Isabelle Huppert enjoyed a superbly rich ongoing collaboration with bon vivant director Claude Chabrol that lasted well into the 21st century. Chabrol, incredibly prolific, was a towering scion of the French film aristocracy. His debut feature Le beau Serge is popularly considered to be the inaugurating film of the French New Wave. Inspired by the Hollywood films of Alfred Hitchcock and Fritz Lang, Chabrol is known primarily for wildly inventive and playfully sinister thrillers, often revolving around skeletons in the closets of the bourgeoisie. His is a mischievous cinema that sets out both to excoriate and titillate. La cérémonie was, is, and shall ever be a standout. Like Jean Genet’s theatrical masterpiece The Maids (1947), it is inspired by the story of the infamous sisters Christine and Léa Papin, who in 1933 brutally murdered their employer and her daughter in Le Mans, France.
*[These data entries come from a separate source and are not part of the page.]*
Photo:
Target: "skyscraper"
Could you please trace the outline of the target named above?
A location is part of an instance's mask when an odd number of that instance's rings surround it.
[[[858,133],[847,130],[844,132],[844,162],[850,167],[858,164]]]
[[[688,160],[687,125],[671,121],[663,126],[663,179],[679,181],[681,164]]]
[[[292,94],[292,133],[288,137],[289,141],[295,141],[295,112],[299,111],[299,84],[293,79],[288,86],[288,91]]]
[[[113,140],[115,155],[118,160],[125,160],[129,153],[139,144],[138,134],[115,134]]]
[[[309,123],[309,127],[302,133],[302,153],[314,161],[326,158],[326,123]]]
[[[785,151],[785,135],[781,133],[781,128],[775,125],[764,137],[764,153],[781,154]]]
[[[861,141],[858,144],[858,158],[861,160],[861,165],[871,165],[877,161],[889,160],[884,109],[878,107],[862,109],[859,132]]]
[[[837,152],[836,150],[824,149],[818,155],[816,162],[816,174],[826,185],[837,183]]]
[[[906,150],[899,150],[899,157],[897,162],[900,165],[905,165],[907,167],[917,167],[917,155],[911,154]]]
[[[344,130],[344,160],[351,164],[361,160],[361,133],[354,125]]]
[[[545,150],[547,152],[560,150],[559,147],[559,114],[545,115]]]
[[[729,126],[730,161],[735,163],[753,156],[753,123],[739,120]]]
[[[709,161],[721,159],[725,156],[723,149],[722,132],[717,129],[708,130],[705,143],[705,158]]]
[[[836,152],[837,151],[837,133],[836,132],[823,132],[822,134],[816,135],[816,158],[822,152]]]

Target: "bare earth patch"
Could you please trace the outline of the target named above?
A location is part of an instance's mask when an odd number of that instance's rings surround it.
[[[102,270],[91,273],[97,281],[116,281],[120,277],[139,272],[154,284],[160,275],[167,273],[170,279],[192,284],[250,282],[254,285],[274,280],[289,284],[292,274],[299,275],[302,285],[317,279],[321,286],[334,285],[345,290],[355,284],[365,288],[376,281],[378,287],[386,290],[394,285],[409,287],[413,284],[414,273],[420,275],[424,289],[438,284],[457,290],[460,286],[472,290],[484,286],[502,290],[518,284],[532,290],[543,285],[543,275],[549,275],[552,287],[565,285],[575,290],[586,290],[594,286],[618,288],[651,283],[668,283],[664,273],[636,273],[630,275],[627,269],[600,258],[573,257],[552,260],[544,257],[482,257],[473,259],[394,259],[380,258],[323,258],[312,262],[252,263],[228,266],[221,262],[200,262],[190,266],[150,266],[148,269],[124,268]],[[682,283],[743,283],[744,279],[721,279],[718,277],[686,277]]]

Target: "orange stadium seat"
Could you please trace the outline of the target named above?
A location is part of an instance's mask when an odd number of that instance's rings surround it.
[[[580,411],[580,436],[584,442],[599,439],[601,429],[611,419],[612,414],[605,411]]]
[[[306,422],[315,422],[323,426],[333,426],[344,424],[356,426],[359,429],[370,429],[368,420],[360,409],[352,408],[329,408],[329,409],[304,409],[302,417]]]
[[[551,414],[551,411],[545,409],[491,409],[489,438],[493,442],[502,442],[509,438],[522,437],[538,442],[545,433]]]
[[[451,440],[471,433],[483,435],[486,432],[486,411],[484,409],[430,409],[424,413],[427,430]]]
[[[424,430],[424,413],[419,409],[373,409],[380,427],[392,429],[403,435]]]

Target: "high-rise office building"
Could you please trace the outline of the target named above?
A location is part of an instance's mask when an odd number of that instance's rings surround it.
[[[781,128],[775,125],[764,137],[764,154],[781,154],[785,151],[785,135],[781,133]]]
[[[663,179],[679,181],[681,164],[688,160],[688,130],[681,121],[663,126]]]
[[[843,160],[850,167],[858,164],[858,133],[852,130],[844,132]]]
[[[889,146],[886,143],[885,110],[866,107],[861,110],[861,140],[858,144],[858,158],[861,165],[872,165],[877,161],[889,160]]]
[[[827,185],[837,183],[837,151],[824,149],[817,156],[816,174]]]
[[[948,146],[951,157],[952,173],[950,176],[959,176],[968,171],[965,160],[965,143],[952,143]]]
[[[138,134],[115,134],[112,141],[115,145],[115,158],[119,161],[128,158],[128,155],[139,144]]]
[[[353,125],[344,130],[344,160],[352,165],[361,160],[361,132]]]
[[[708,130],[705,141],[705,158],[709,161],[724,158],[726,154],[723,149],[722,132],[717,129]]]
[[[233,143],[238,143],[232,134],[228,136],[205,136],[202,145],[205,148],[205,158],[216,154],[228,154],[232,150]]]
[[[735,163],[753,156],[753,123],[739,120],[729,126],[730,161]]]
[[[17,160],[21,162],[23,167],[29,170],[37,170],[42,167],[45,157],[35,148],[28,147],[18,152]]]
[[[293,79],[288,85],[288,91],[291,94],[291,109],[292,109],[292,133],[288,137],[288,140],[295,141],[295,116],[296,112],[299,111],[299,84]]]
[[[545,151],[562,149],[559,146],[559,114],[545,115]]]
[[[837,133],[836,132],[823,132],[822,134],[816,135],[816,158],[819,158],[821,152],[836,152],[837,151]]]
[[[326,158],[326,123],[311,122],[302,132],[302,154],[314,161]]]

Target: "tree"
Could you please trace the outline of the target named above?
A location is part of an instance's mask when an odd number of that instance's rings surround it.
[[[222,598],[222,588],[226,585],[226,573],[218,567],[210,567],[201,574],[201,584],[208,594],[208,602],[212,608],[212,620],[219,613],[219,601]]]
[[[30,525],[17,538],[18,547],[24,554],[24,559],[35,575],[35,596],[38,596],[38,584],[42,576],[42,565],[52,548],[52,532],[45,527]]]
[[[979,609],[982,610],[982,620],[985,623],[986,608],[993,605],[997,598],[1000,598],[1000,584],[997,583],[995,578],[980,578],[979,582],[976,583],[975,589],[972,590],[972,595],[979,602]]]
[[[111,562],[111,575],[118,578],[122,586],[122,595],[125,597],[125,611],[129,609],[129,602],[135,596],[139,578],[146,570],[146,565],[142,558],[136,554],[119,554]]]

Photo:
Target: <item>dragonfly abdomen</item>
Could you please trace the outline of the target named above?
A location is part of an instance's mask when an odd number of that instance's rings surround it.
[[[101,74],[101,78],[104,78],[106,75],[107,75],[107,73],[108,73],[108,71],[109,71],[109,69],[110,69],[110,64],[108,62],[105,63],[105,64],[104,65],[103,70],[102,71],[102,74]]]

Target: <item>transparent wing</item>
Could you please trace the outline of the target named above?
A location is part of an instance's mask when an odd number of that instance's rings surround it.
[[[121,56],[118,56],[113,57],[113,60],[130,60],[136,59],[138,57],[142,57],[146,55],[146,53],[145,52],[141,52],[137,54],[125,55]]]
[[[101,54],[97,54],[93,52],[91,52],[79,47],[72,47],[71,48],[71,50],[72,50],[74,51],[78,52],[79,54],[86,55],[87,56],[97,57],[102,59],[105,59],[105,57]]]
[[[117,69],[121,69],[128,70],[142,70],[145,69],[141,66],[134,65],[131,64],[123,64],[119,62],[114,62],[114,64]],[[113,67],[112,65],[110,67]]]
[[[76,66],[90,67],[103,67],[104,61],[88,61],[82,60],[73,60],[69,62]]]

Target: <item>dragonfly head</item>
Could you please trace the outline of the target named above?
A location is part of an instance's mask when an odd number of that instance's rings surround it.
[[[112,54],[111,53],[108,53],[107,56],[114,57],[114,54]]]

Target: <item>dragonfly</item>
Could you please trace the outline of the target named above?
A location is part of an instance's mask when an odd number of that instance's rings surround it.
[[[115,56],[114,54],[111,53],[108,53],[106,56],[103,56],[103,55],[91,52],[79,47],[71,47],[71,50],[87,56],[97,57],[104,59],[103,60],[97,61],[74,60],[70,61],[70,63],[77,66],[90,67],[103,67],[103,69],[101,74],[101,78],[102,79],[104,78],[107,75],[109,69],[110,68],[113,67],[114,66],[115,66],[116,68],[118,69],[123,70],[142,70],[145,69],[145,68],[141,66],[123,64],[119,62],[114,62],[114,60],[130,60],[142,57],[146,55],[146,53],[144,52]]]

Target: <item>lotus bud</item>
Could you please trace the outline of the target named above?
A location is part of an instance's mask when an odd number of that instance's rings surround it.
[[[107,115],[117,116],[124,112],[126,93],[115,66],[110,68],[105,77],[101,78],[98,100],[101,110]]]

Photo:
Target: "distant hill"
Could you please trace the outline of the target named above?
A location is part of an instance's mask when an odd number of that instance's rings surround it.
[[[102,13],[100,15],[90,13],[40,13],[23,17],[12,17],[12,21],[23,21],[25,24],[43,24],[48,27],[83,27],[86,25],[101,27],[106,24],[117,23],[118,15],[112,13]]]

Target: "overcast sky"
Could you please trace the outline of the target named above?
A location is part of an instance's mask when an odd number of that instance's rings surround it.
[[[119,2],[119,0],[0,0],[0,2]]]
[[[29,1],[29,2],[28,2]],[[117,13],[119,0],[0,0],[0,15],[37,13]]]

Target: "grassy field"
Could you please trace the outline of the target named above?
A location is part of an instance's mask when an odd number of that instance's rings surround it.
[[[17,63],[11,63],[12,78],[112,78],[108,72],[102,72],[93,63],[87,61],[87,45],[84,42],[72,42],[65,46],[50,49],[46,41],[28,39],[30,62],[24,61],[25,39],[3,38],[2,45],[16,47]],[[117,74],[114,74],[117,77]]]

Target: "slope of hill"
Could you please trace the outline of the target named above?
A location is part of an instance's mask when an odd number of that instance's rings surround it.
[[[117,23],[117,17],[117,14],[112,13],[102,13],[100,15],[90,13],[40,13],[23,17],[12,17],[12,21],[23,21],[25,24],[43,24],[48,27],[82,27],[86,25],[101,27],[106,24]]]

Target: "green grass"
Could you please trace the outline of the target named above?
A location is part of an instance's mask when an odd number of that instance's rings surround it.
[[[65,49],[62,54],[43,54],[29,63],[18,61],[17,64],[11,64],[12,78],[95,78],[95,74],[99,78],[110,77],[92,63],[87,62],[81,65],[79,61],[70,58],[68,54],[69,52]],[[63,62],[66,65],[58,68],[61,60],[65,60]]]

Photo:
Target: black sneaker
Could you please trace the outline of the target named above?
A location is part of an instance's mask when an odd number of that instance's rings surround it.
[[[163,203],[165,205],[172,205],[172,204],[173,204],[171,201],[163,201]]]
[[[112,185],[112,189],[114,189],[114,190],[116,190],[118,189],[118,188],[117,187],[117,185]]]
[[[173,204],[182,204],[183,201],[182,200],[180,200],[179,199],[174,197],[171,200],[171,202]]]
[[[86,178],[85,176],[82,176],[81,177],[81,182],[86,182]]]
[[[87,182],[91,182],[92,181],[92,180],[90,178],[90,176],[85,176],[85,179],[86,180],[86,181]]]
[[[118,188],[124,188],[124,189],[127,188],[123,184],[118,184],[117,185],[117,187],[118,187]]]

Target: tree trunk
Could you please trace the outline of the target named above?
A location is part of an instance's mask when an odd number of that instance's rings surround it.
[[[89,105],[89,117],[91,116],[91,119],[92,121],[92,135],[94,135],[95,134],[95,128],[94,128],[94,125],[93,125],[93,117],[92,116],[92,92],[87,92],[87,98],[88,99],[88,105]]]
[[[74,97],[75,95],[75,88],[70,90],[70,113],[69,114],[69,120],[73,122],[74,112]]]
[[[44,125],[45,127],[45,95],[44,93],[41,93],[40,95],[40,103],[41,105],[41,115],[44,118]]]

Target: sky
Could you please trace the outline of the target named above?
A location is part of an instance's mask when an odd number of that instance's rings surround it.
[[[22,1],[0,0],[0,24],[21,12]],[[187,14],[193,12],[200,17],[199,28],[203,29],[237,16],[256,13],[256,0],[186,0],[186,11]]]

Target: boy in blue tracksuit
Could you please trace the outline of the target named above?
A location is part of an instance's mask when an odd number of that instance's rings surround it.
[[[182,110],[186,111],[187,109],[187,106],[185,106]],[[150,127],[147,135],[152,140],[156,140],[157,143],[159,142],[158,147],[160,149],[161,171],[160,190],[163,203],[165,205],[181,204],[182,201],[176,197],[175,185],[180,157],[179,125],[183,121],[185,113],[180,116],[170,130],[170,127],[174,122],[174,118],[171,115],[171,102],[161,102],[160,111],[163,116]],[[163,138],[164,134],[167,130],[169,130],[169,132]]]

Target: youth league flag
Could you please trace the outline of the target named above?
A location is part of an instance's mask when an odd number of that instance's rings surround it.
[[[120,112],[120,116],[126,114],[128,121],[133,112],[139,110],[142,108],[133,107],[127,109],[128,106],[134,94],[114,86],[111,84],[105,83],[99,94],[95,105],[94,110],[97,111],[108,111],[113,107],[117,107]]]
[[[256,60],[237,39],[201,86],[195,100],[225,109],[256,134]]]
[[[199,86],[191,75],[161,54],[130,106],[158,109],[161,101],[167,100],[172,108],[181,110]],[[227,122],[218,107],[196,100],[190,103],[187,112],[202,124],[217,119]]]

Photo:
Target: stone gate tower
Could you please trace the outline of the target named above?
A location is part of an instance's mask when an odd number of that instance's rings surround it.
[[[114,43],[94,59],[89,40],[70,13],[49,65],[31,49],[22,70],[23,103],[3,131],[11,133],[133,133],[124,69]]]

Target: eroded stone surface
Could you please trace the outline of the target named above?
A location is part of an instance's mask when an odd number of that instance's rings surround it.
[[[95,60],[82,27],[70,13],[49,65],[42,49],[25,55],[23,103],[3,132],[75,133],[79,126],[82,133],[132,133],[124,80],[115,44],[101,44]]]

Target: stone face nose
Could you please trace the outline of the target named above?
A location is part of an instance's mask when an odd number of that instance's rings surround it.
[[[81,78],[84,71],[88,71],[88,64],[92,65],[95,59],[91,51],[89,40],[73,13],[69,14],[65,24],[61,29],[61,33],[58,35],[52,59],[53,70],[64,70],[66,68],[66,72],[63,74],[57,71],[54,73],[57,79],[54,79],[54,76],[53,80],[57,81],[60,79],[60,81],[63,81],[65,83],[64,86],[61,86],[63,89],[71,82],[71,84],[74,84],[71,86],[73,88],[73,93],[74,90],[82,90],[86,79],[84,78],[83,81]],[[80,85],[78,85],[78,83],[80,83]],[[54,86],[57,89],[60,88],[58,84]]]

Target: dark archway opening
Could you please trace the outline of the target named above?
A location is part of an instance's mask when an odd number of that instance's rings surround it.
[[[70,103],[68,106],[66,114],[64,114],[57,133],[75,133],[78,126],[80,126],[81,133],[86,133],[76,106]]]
Sandrine Bonnaire and Isabelle Huppert do not play sisters, but rather, respectively, a young woman working as a maid for a wealthy family in Brittany and the psychotic weirdo she befriends who works at the post office. Huppert, naturally, has a gas with the part. Be forewarned: it all leads up to one of the most chilling dénouements in all of cinema.